Secondary pupils in England spend less time studying foreign languages than anywhere else in the developed world, according to international research published this week.

Only 7 per cent of 12 to 14-year-olds’ lesson time in England’s schools is allocated to languages - half the amount of time devoted to sciences - the Organisation for Economic Co-operation and Development (OECD) study shows.

This puts England joint bottom of a table of 39 mainly developed countries, alongside Ireland and Estonia, and behind the likes of Indonesia and Mexico.

Dr Lid King, the Government’s national director for languages, warned that in some schools the figure could be even lower as new curriculum flexibilities were being used to pull even further back from language teaching.

The figures, which are from 2008, will cause particular concern because they cover key stage 3, the one period of schooling in England when languages remain compulsory.

This week Education Secretary Michael Gove said: “I am deeply concerned that fewer and fewer students are studying languages, it not only breeds insularity, it means an integral part of the brain’s learning capacity rusts unused.”

Last month, GCSE figures confirmed the slump in languages was continuing following their dropping from the compulsory key stage 4 curriculum.

Heads’ leaders warned that the damage could be irreparable, as French fell out the top ten most popular GCSEs for the “first time in living memory” and the figures showed that numbers studying French and German had both halved in a decade.

Legislation which would have made teaching a foreign language statutory for seven to 11-year-olds in primaries from 2011 was lost in the run-up to the May general election.

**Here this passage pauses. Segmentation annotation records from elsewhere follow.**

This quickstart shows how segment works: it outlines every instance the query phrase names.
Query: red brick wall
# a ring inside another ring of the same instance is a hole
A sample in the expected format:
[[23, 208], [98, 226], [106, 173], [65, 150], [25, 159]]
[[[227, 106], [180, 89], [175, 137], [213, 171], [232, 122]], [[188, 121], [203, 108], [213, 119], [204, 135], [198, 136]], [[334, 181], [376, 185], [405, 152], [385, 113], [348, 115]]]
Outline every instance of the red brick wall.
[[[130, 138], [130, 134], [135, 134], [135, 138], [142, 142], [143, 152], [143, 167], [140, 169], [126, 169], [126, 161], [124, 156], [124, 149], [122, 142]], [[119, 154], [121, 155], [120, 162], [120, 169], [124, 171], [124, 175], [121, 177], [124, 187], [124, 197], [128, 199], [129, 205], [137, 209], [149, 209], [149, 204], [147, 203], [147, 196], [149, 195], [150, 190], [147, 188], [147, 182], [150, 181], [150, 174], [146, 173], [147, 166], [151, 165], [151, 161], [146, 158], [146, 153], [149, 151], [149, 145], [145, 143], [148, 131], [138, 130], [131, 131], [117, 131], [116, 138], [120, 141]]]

The Education at a Glance report shows Luxembourg 12 to 14-year-olds spent the highest proportion of lessons - 26 per cent - on languages. The OECD average was 13 per cent.

England was predictably low on languages for nine to 11-year-olds, at just 3 per cent of lessons, which placed it below every country except the Netherlands, at 1 per cent.

Dr King said 12 to 14-year-olds ought to be spending at least 10 per cent of their lesson time on modern foreign languages.

But he said he thought that in reality schools were giving anywhere between 5 per cent 15 per cent of lesson time to the subjects.

John Bangs, a visiting professor at London University’s Institute of Education, said: “This is part of the running disaster of modern foreign languages in this country.”

Both he and Dr King said that they believed the end of compulsory languages at KS4 had contributed to the low figure at KS3, tempting come schools to further marginalise subjects many pupils would drop.

Mr Gove this week proposed creating an “English Bac” for which a language GCSE would be a requirement to encourage schools and pupils to reverse the decline.

7% - Percentage of 12 to 14-year-olds’ lesson time allocated to languages. Sciences take up 14%.